Meeting with Polderland 14.11.2006


  • Peter Beinema
  • Sjur Moshagen


  • since last time
  • questions and answers

Since last time


  • generated new lexicon for north Sami, ready to roll out speller Alpha;
  • creating new type of hyphenator (integrating speller in hyphenator)
  • migrating lexicon generator + test kit to apple


  • included and constrained the use of derivations - the generated data exploded to roughly 20 Gb: -)
  • more work on the PLX data generator


  • finishing the new hyphenation engine
  • drop the next speller version (sme and smj), and the first hyphenator; this will be the official Alpha drop, and should be accompanied with an e-mail stating this.
  • try to provide the first batch of PLX encoded data

Alpha version


Both sme and smj. The sme version will be using the latest, 20Gb lexicon, if possible.

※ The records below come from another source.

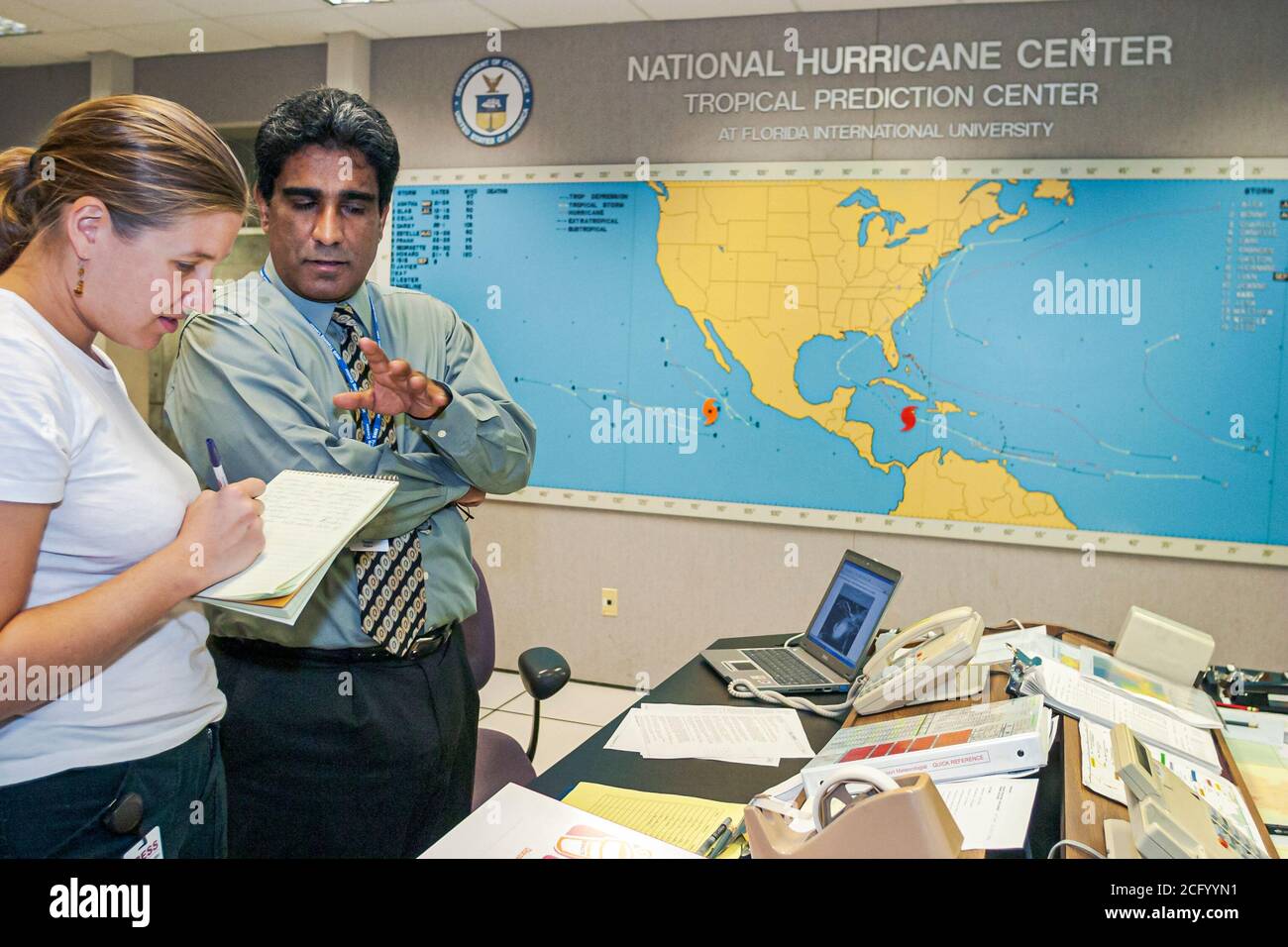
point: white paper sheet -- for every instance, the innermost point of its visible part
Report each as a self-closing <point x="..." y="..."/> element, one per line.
<point x="993" y="813"/>
<point x="673" y="731"/>
<point x="1067" y="686"/>
<point x="627" y="738"/>
<point x="1223" y="795"/>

Will use only the limited data delivered to Polderland, and use the fallback algorithm for all words not in the lexicon. It will provide a nice test case for the fallback algorithm: -)

Possible issues


The section on compounding rules are specific to Dutch, but similar rules could be made for Sámi as well, if needed. The Divvun project will try to make use of the existing machinery before extensions are considered.

Next meeting

Next Tuesday (21.11.) at the usual time.


  • continue to improve hyphenation (Sjur and Thomas)
  • continue with speller data generation/conversion (Tomi)
  • get language codes to work with Mac Office 2004 (and check MacOffice 2007) ( Polderland)
  • provide the Divvun project with the PLX format specification (Polderland)
    • done
  • deliver Alpha versions (Polderland)
  • try to find proper compiler version for Adobe Indesign (old version will probably do)